WAN access has to stay, if only for the fact that I actually need it for development purposes. All my development devices sit within my LAN, so their WAN interfaces are what is facing the rest of my LAN, and therefore when I connect to one to do some testing on it, I access it through its WAN interface.

Note that years ago I did add an alert() popup showing whenever someone enabled it, so they are being warned about the risks associated with it.

Is there an issue with WAN access if you are patched, have SSL cert with 2048 key length, and complex, long length, non-dictionary password, also the ability to lock down to certain IPs?

 

[Piotrek]

AiCloud is a very important and valued feature.

ASUS Deutschland

Entdecke die Welt von ASUS - Alles rund um die besten Mainboards, Grafikkarten, Monitore, Laptops und vieles mehr erfährst Du auf der offiziellen ASUS Seite.

www.asus.com

IMHO It should not be removed.

From what I read, almost all AsusWRT-Merlin users are advanced and do not use it.
If I understand correctly, when it is disabled, it cannot be hacked.
So why remove it if it does not pose a threat when disabled?
Or maybe AsusWRT-Merlin users are too advanced to click Disable in the panel?

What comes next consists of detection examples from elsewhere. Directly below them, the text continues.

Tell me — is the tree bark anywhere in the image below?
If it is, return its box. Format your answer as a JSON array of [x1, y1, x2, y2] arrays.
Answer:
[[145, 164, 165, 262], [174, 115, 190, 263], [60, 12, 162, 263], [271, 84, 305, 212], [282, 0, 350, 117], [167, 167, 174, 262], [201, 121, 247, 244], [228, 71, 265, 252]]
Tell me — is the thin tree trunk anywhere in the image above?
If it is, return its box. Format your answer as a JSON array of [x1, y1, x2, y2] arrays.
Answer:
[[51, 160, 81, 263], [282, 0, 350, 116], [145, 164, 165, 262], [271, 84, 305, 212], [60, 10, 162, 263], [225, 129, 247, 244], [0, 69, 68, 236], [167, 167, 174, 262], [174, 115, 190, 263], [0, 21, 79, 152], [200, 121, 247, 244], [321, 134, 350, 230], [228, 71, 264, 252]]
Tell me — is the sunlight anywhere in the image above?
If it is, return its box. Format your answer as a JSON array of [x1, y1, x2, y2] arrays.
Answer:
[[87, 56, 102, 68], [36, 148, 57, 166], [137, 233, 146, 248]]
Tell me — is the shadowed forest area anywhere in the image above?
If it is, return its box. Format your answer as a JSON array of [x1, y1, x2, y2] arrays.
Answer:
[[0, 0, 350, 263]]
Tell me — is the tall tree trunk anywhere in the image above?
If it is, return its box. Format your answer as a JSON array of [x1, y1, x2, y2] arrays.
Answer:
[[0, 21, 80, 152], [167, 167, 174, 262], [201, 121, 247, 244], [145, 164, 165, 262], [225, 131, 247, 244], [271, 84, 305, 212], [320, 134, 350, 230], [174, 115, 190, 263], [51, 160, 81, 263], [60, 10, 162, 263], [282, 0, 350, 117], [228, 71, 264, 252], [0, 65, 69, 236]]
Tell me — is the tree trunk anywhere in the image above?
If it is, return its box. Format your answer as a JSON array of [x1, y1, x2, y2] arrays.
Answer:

@RMerlin Thank you for your work.

 

[Ripshod]

There are a lot of people out there using Merlin firmware who don't even read these forums, and they still enjoy flipping every switch.

 

[m0rF1uS]

AiCloud is a very important and valued feature.

ASUS Deutschland

Entdecke die Welt von ASUS - Alles rund um die besten Mainboards, Grafikkarten, Monitore, Laptops und vieles mehr erfährst Du auf der offiziellen ASUS Seite.

www.asus.com

IMHO It should not be removed.

From what I read, almost all AsusWRT-Merlin users are advanced and do not use it.
If I understand correctly, when it is disabled, it cannot be hacked.
So why remove it if it does not pose a threat when disabled?
Or maybe AsusWRT-Merlin users are too advanced to click Disable in the panel?

@RMerlin Thank you for your work.

There was a YT video of a guy few years ago that installed latest version of Windows XP and then just connected it to the internet and waited. virus after virus after virus.

So in the same line of thoughts - win xp is very secure when kept offline. Why people need to upgrade to win 7, 10, 11, etc… if they don’t use the internet. But they do, and they will.